All of lore.kernel.org
 help / color / mirror / Atom feed
From: "Darrick J. Wong" <darrick.wong@oracle.com>
To: Brian Foster <bfoster@redhat.com>
Cc: xfs <linux-xfs@vger.kernel.org>
Subject: Re: [RFC PATCH] xfs: implement per-inode writeback completion
Date: Thu, 28 Mar 2019 08:00:22 -0700	[thread overview]
Message-ID: <20190328150022.GA18833@magnolia> (raw)
In-Reply-To: <20190328140859.GA17056@bfoster>

On Thu, Mar 28, 2019 at 10:08:59AM -0400, Brian Foster wrote:
> On Tue, Mar 26, 2019 at 08:05:50PM -0700, Darrick J. Wong wrote:
> > Hi folks,
> > 
> > Here's a quick patchset reworking writeback ioend completion processing
> > into per-inode completion queues so that we don't have a thundering herd
> > of unwritten/cow completion kworkers contending for the ILOCK.  The
> > second patch will also combine adjacent ioends when possible to reduce
> > the overhead further.  Let me know what you think. :)
> > 
> 
> I assume the issue is that you get a bunch of ioends associated with COW
> remaps or whatever and workqueue parallelism leads to a bunch contending
> on inode locks because they happen to be associated with the same inode.
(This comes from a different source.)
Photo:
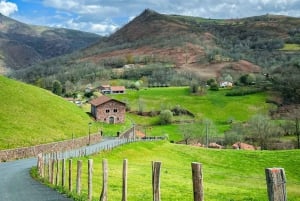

Yes, as outlined in the thread "xlog_grant_head_wait deadlocks on
high-rolling transactions?"

> Hence, it's more efficient to have a single work item per inode, let
> that task complete as many ioends as available for the inode and let the
> workqueue spread around workers for different inodes. Sounds like a nice
> idea to me. Is there a workload that measurably benefits from this or is
> this just based on observation?

If you consider 'xfstests' to be my primary workload, then yes, it
reduces developer deadlock triage time considerably. :)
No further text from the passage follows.